In times of extreme inflation or financial mismanagement, citizens may naturally seek alternatives to a rapidly devaluing currency. Turning that necessity into a conscious protest amplifies the message: it publicly withholds confidence in the regime’s financial stewardship.
A government’s money relies on public faith; if large numbers of people or key economic players (such as merchants, farmers, or banks) stop accepting it, the currency’s value can collapse even further.
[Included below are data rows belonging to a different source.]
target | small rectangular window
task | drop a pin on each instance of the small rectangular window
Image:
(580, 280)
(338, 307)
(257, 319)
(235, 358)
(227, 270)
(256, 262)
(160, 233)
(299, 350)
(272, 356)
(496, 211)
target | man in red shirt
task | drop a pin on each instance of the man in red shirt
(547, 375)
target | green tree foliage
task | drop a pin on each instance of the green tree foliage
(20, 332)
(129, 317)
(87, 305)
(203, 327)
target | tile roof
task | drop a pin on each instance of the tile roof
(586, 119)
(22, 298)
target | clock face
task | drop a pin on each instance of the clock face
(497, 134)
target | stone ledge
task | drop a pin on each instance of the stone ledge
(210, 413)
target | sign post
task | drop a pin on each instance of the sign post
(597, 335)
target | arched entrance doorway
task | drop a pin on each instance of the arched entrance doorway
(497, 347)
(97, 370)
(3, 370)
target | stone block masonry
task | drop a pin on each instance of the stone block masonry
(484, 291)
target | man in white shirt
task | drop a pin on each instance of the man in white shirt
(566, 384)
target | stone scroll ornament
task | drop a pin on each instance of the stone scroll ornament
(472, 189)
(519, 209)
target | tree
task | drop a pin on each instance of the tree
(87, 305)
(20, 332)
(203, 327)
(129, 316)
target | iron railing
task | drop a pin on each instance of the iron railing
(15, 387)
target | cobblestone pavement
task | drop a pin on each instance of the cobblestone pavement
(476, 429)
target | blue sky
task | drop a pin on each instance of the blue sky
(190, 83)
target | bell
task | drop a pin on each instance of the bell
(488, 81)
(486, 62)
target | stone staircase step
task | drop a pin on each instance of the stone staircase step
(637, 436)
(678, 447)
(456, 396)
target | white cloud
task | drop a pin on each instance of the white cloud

This creates immediate practical problems for the state – tax collection falters, public employees may demand payment in something else, and the government’s ability to purchase goods (especially from abroad) erodes.
Certain conditions can enhance the impact of this tactic:
Widespread Participation: The more people and businesses refuse the currency, the more the government feels the strain. A collective action is vital – if only a few refuse, they can be isolated or punished, but if refusal becomes widespread, it’s a de facto mass boycott of the economy’s medium of exchange.
Alternative Exchange Systems: The presence of an alternative makes refusal feasible. This could be a stable foreign currency (like U.S. dollars or euros), commodities like gold, a robust barter network, or even digital currencies in modern times. When protesters can trade via other means, they reduce their dependence on the official money, making the boycott sustainable. For example, if shopkeepers and customers agree to trade goods or use a foreign currency, they can keep commerce going while excluding the government’s money.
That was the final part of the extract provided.